Physical Presence, Part 1

Last month, the Chronicle of Higher Education published “Why Students Are Skipping Class So Often, and How to Bring Them Back,” by Carol Holstead, a University of Kansas journalism professor. The piece is paywalled, so here is a short summary for those without a subscription:

You, again?
  • During the spring 2022 semester, Holstead noticed a very high rate of absenteeism in her courses. She surveyed 245 or her students about their reasons for not attending class; 175 responded.
  • Over a third of the respondents said they regularly did not attend class. Common reasons included physical illness, depression, attendance wasn’t required, boredom, tiredness, and conflicting family care commitments.
  • Students said they regularly came to class if they felt a connection to other students or the professor, if they felt it improved their mental health, or if attendance was required.

I thought this was an interesting exercise in gathering data, so I’ll be administering a similar survey in the coming week. I’ll report the results in my next post.

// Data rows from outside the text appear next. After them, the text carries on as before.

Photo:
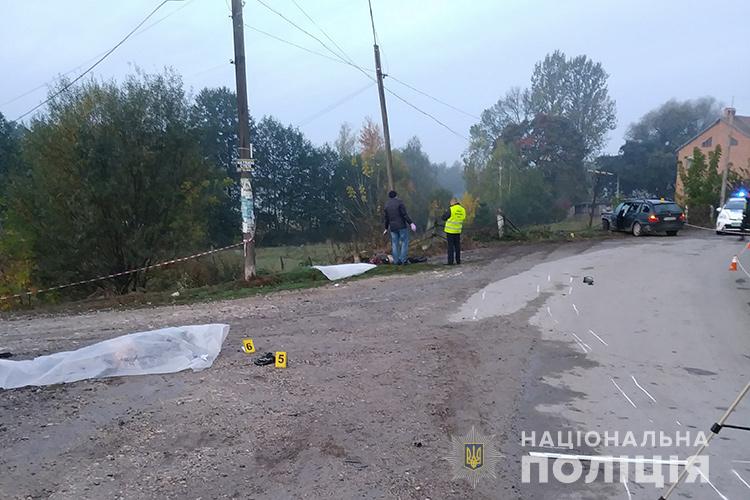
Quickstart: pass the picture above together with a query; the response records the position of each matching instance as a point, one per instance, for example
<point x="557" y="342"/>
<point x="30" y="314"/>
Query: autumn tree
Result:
<point x="113" y="180"/>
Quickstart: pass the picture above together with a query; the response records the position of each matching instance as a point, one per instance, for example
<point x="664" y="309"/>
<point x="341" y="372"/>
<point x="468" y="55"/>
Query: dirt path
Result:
<point x="377" y="379"/>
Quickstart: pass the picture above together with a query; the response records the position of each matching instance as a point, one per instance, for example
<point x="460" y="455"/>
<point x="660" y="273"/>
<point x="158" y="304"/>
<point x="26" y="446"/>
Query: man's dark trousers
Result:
<point x="454" y="247"/>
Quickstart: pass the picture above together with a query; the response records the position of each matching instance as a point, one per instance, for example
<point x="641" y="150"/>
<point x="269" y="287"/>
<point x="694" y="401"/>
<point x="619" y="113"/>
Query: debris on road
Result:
<point x="247" y="346"/>
<point x="167" y="350"/>
<point x="265" y="359"/>
<point x="340" y="271"/>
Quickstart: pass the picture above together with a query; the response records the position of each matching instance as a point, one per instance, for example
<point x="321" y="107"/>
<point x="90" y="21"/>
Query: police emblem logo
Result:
<point x="473" y="456"/>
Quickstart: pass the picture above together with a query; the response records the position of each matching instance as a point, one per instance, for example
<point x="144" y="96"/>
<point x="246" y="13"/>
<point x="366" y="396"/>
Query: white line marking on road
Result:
<point x="641" y="388"/>
<point x="623" y="393"/>
<point x="581" y="346"/>
<point x="625" y="483"/>
<point x="581" y="341"/>
<point x="740" y="478"/>
<point x="711" y="484"/>
<point x="598" y="337"/>
<point x="608" y="458"/>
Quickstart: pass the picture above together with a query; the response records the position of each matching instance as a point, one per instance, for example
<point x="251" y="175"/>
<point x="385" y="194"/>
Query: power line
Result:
<point x="343" y="52"/>
<point x="426" y="114"/>
<point x="303" y="30"/>
<point x="433" y="98"/>
<point x="359" y="68"/>
<point x="45" y="84"/>
<point x="294" y="44"/>
<point x="334" y="105"/>
<point x="90" y="68"/>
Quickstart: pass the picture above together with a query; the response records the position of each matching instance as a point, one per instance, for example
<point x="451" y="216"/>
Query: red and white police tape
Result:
<point x="123" y="273"/>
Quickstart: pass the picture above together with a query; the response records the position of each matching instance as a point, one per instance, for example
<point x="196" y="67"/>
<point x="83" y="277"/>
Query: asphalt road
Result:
<point x="663" y="345"/>
<point x="382" y="371"/>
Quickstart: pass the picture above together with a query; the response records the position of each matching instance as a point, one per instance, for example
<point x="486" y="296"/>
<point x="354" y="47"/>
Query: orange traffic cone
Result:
<point x="733" y="264"/>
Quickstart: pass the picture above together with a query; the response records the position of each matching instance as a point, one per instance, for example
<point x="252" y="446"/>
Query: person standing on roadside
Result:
<point x="454" y="221"/>
<point x="397" y="221"/>
<point x="745" y="218"/>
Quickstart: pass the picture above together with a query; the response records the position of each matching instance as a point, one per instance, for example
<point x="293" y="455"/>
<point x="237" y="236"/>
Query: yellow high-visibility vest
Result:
<point x="455" y="222"/>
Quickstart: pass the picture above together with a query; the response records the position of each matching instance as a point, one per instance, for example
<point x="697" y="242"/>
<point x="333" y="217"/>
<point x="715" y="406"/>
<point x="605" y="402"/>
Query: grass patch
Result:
<point x="566" y="230"/>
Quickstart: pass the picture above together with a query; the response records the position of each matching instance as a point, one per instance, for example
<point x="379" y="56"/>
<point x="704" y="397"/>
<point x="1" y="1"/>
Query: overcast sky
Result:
<point x="466" y="53"/>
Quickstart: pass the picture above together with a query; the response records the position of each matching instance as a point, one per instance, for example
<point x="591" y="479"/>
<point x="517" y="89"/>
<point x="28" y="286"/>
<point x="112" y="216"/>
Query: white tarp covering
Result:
<point x="341" y="271"/>
<point x="167" y="350"/>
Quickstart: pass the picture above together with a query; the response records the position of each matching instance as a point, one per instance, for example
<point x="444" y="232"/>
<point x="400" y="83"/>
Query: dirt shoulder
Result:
<point x="377" y="380"/>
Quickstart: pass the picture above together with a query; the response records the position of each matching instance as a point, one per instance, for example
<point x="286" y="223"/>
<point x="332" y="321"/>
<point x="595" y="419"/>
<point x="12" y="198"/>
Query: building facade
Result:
<point x="730" y="127"/>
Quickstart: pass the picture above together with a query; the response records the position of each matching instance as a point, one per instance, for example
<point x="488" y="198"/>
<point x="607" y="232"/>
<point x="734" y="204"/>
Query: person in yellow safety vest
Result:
<point x="454" y="220"/>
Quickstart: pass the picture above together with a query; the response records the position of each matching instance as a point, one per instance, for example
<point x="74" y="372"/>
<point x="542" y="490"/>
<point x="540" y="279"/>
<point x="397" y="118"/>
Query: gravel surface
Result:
<point x="378" y="378"/>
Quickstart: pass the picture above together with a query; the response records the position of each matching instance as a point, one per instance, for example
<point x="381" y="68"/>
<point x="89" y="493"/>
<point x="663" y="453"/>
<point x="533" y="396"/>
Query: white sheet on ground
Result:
<point x="340" y="271"/>
<point x="167" y="350"/>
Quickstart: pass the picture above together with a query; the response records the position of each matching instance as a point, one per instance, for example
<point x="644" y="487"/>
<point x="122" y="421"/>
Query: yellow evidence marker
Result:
<point x="247" y="346"/>
<point x="280" y="359"/>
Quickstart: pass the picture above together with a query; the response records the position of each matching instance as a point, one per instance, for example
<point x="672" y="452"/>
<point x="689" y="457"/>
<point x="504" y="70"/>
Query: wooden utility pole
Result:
<point x="245" y="162"/>
<point x="383" y="110"/>
<point x="727" y="163"/>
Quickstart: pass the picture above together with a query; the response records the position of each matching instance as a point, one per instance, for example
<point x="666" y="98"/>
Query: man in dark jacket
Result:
<point x="745" y="218"/>
<point x="397" y="221"/>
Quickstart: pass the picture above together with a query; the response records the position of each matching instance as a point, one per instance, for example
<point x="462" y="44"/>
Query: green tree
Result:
<point x="293" y="185"/>
<point x="646" y="163"/>
<point x="113" y="180"/>
<point x="702" y="184"/>
<point x="675" y="122"/>
<point x="574" y="88"/>
<point x="213" y="116"/>
<point x="511" y="109"/>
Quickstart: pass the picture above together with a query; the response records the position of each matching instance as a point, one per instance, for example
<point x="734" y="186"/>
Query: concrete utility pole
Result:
<point x="383" y="110"/>
<point x="725" y="176"/>
<point x="245" y="162"/>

But I want to point out two underlying assumptions to this kind of survey, and my objection to her recommendation that faculty require students attend class. The assumptions are that learning is a function of time spent in the physical classroom and that students are in college mainly to learn. I’ve written before about why the first assumption should be discarded. I’ll belabor that point a bit more — always happy to beat a dead horse that people keep trying to ride — by connecting it to the pandemic.

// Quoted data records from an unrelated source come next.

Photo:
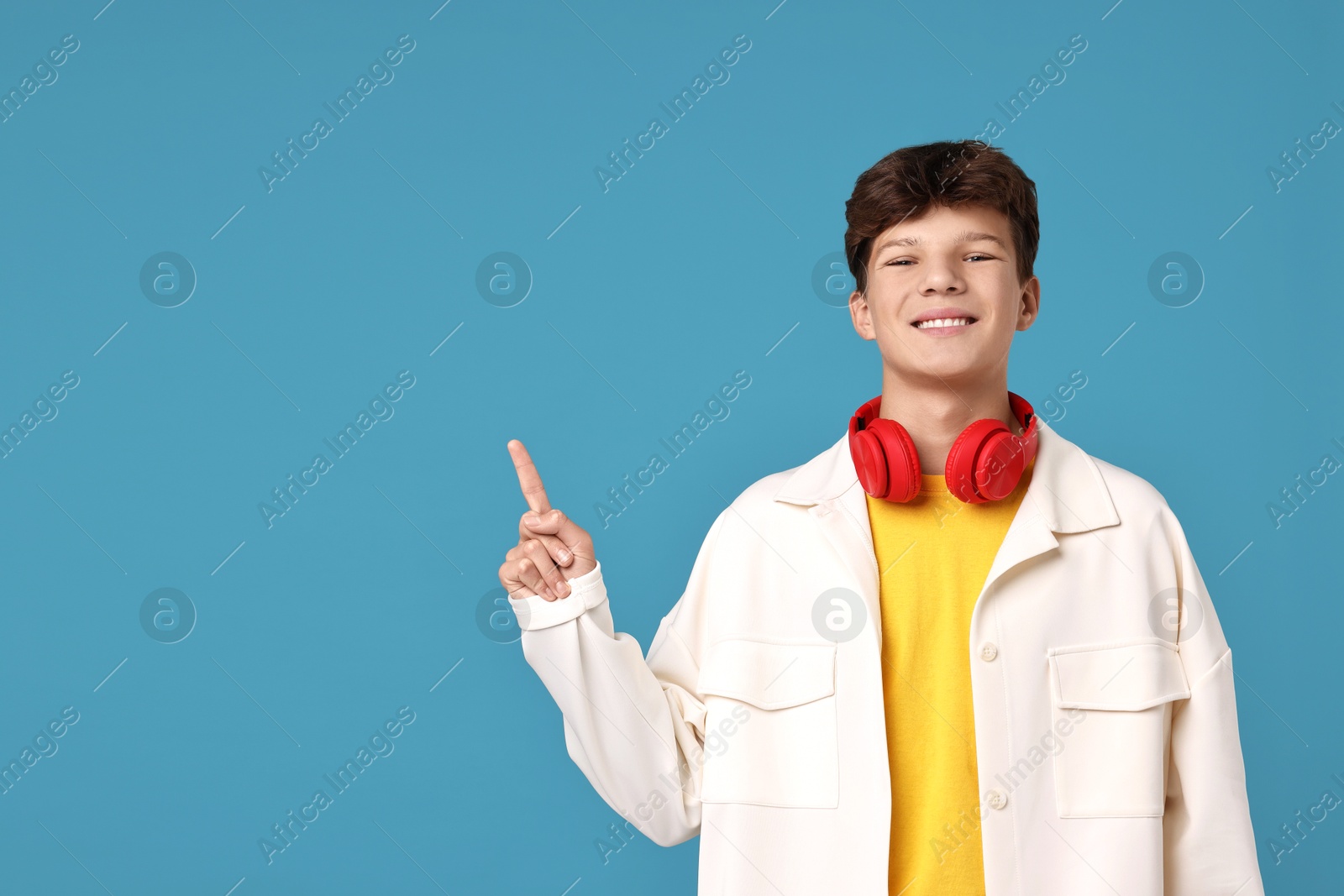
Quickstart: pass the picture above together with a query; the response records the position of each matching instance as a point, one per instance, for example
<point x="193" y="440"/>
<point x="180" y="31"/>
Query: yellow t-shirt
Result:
<point x="934" y="555"/>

This semester, and probably for the foreseeable future, students who test positive for Covid are required by my university to quarantine for at least five days. In practical terms, this means missing up to a week’s worth of classes. Faculty are expected to accommodate these students accordingly, and right so, in my opinion. But from my perspective, such a policy is long overdue, and it shouldn’t be limited to the latest communicable virus. Penalizing students when they are absent from class not only punishes those who are infected with contagious diseases, but also commuter students who decide not to drive to campus on icy roads during a snowstorm, and students with ailments that are periodically physically debilitating. The list goes on. It’s an accessibility and equity issue.

The credit hour is the quantum building block of college curricula. It is a proxy for how long a student sits in a classroom chair. As Matt Reed pointed out recently in Inside Higher Ed, this measurement exists because it meets the bureaucratic needs of the institutions that use it. It was never a valid or reliable indicator of learning. Maybe it’s time for a different measurement.

As for the faulty logic behind the second assumption, I’ll discuss that in an upcoming post.